Sich vor Satan schützen!

„Erlöse uns von dem Bösen“, lehrt Jesus uns beten im Vaterunser. Selbst die größten Zweifler wissen: Das Böse existiert – sei es aus Erfahrungen im eigenen Leben, sei es aus der Berichterstattung vieler Medien oder der Geschichte der Menschheit. Wie schützen wir uns aber ganz konkret am besten davor?
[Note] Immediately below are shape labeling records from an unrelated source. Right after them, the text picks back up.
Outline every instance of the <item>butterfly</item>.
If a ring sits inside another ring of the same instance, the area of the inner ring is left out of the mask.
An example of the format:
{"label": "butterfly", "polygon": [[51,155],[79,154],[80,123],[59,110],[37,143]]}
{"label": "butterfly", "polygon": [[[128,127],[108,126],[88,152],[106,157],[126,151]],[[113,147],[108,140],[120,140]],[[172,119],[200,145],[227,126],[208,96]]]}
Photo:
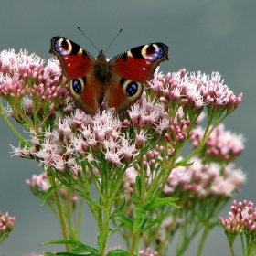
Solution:
{"label": "butterfly", "polygon": [[103,101],[118,113],[126,111],[141,97],[159,63],[169,59],[163,43],[136,47],[107,60],[102,50],[95,59],[61,37],[51,39],[49,52],[60,62],[76,106],[89,114],[95,114]]}

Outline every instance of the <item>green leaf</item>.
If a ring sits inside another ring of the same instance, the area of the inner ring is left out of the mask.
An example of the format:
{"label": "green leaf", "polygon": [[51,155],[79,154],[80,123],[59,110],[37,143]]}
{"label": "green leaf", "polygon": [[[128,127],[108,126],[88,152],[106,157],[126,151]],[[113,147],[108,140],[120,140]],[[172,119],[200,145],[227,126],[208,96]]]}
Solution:
{"label": "green leaf", "polygon": [[115,233],[116,231],[118,231],[122,227],[123,227],[123,224],[121,223],[119,224],[117,227],[115,227],[114,229],[109,229],[109,236],[112,235],[113,233]]}
{"label": "green leaf", "polygon": [[72,253],[72,252],[42,252],[40,251],[40,253],[42,253],[42,255],[44,256],[101,256],[99,253],[97,254],[78,254],[78,253]]}
{"label": "green leaf", "polygon": [[127,217],[126,215],[124,215],[123,213],[122,213],[122,212],[117,213],[117,215],[114,217],[114,219],[123,223],[123,225],[127,226],[128,228],[130,228],[133,230],[133,219],[130,219],[129,217]]}
{"label": "green leaf", "polygon": [[194,165],[194,162],[187,162],[187,161],[180,161],[178,163],[176,163],[176,167],[179,167],[179,166],[184,166],[184,167],[189,167],[189,166],[192,166]]}
{"label": "green leaf", "polygon": [[132,194],[131,197],[136,205],[138,205],[140,203],[140,197],[137,195]]}
{"label": "green leaf", "polygon": [[157,217],[156,219],[153,219],[149,222],[149,224],[144,228],[144,231],[145,232],[147,229],[149,229],[151,227],[153,227],[155,224],[158,222],[162,222],[167,216],[169,216],[169,212],[165,212],[165,214]]}
{"label": "green leaf", "polygon": [[173,203],[174,201],[178,200],[178,198],[173,198],[173,197],[167,197],[167,198],[155,198],[154,201],[149,202],[144,209],[145,210],[149,210],[152,208],[159,208],[162,206],[172,206],[172,207],[176,207],[178,208],[178,206],[175,203]]}
{"label": "green leaf", "polygon": [[[77,246],[80,250],[82,250],[82,251],[89,251],[91,252],[92,255],[98,253],[98,250],[96,248],[91,247],[89,245],[83,244],[78,240],[50,240],[44,243],[41,243],[40,245],[48,245],[48,244],[71,244],[74,246]],[[77,249],[76,249],[77,250]],[[53,254],[55,255],[55,254]],[[77,254],[74,254],[77,255]]]}
{"label": "green leaf", "polygon": [[120,203],[120,205],[114,209],[114,211],[110,216],[110,219],[112,219],[118,212],[120,212],[125,205],[125,197],[123,197]]}
{"label": "green leaf", "polygon": [[142,227],[144,218],[145,218],[145,210],[143,209],[142,206],[140,205],[136,206],[134,208],[134,224],[133,224],[134,234]]}
{"label": "green leaf", "polygon": [[46,194],[44,195],[43,198],[42,198],[42,203],[40,206],[43,206],[46,202],[46,200],[48,199],[48,197],[51,195],[51,193],[54,191],[54,190],[57,190],[57,189],[59,189],[61,188],[61,186],[54,186],[54,187],[50,187],[48,188],[48,190],[46,192]]}
{"label": "green leaf", "polygon": [[110,251],[107,254],[107,256],[128,256],[128,255],[129,255],[129,251],[122,249]]}

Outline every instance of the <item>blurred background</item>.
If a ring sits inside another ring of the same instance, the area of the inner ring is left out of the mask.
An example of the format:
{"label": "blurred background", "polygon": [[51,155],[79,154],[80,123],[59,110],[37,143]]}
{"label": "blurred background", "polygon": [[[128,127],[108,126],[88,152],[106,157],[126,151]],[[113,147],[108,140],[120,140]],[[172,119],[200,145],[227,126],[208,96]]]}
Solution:
{"label": "blurred background", "polygon": [[[246,149],[236,162],[237,167],[247,174],[247,183],[235,199],[256,203],[255,10],[256,1],[1,0],[0,51],[25,48],[47,59],[52,57],[48,53],[51,37],[62,36],[96,57],[96,49],[76,26],[102,49],[123,27],[107,57],[160,41],[169,46],[170,60],[161,64],[163,73],[183,68],[208,74],[219,71],[236,95],[243,92],[240,108],[224,122],[226,129],[243,133],[247,138]],[[40,207],[40,201],[26,185],[26,179],[43,169],[36,162],[16,156],[10,158],[9,144],[18,146],[18,140],[2,119],[0,144],[0,209],[16,218],[13,232],[0,246],[0,255],[37,252],[38,243],[61,238],[59,221],[46,207]],[[221,216],[227,218],[230,205],[231,201]],[[90,218],[88,211],[85,218]],[[82,241],[96,245],[97,229],[93,221],[84,221],[82,234]],[[116,244],[124,247],[118,236],[110,240],[109,246]],[[195,255],[197,244],[196,238],[185,255]],[[241,255],[239,240],[236,249],[238,255]],[[58,247],[48,250],[56,251]],[[208,238],[204,255],[229,255],[229,251],[223,229],[216,228]],[[172,250],[170,255],[175,255]]]}

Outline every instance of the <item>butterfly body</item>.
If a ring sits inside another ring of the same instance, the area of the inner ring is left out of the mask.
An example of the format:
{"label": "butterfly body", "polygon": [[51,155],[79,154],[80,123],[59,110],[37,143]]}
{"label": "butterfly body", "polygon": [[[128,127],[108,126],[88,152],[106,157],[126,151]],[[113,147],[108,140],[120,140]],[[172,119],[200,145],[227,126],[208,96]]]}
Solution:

Fünf sehr konkrete Tipps, wie man sich vor dem Bösen schützt, wurden am 30. Mai 2017 bei CNA- Deutsch veröffentlicht. Patti Armstrong vom „National Catholic Register“ hat sich beraten lassen und stellt die Ratschläge vor:

1. Erkenne und vermeide Sünden!
Die Werbung und andere weltliche Stimmen mögen manchmal damit kokettieren, aber Sünde ist kein Spaß und verdient keine positive Aufmerksamkeit. „Die übliche Arbeit des Teufels ist Sünde. Sünde führt zum Tod der Seelen“.

2. Verstehe: Der geistliche Kampf ist kein Kampf „auf Augenhöhe“!
Gerede über „Wertschätzung“ und Begegnungen „auf Augenhöhe“ ist im Ringen um Öffnung für Gottes Liebe wenig hilfreich. Denn dieser geistliche Kampf – den alle Christen führen müssen – gegen das Böse wird nicht zwischen gleich starken Mächten ausgefochten. „Die echte Macht ist Gott, der alles geschaffen hat“. Der Gott der Dreifaltigkeit, der uns so liebt, dass er „vom Himmel zu uns kam, um in uns zu wohnen. Er ist in jeder getauften Person und explodiert in uns durch die Heilige Eucharistie. Es gibt keinen Gott außer ihm“.

3. Gehe Beichten und lebe die Sakramente!
Die Beichte ist eine bessere Waffe im Kampf gegen den Teufel als der Exorzismus. „Das eine ist ein Sakrament, das andere ist ein Segen“. „Wenn die Schlange vor dem Beichtstuhl kürzer wird, dann wird der Teufel eifriger.“ „Das beste Mittel, um uns vor dem Bösen zu schützen ist durch die Sakramente, denn sie wurden von Jesus Christus eingesetzt und erfüllen uns mit der Gnade, uns zu schützen und Gott näher zu bringen“.

4. Sei Pro-Aktiv: Hilf Dir und den Deinen!
Viele Katholiken leben in einem sehr säkularen Umfeld, in dem es viele negative Einflüsse gibt. Jeder mündige Christ ist verantwortlich dafür, sich und seine Familie nicht diesen auszusetzen, sondern sein Zuhause und seine Lieben davor zu schützen. Einmal durch eine kluge Auswahl der Medien: Wer über den Glauben und die Kirche mehr aus weltlichen Medien erfährt als den eigentlichen Quellen, wird nicht wissen, was er wissen muss, um als mündiger Christ zu leben. – Und zum anderen durch das Gebet (etwa zum Erzengel Michael), die Fähigkeit zu Verzeihen und um Verzeihung zu bitten, „Danke“ und „Bitte“ zu sagen, sowie die Nutzung von Sakramentalien (etwa Skapulier, Weihwasser, Rosenkranz), und natürlich die Lektüre der Bibel und guter Medien.

5. Wenn Du Hilfe brauchst, geh zu einem guten Priester!
Es ist selbstverständlich, dass man für sich und seine Familie einen guten Arzt oder Steuerberater sucht. So braucht ein Katholik immer wieder mal einen guten Priester. „Wenn ein Priester betet und seinen Segen gibt, dann handelt er in der Person von Jesus Christus, was sehr machtvoll ist. Wenn der Priester betet sieht der Teufel Jesus Christus“.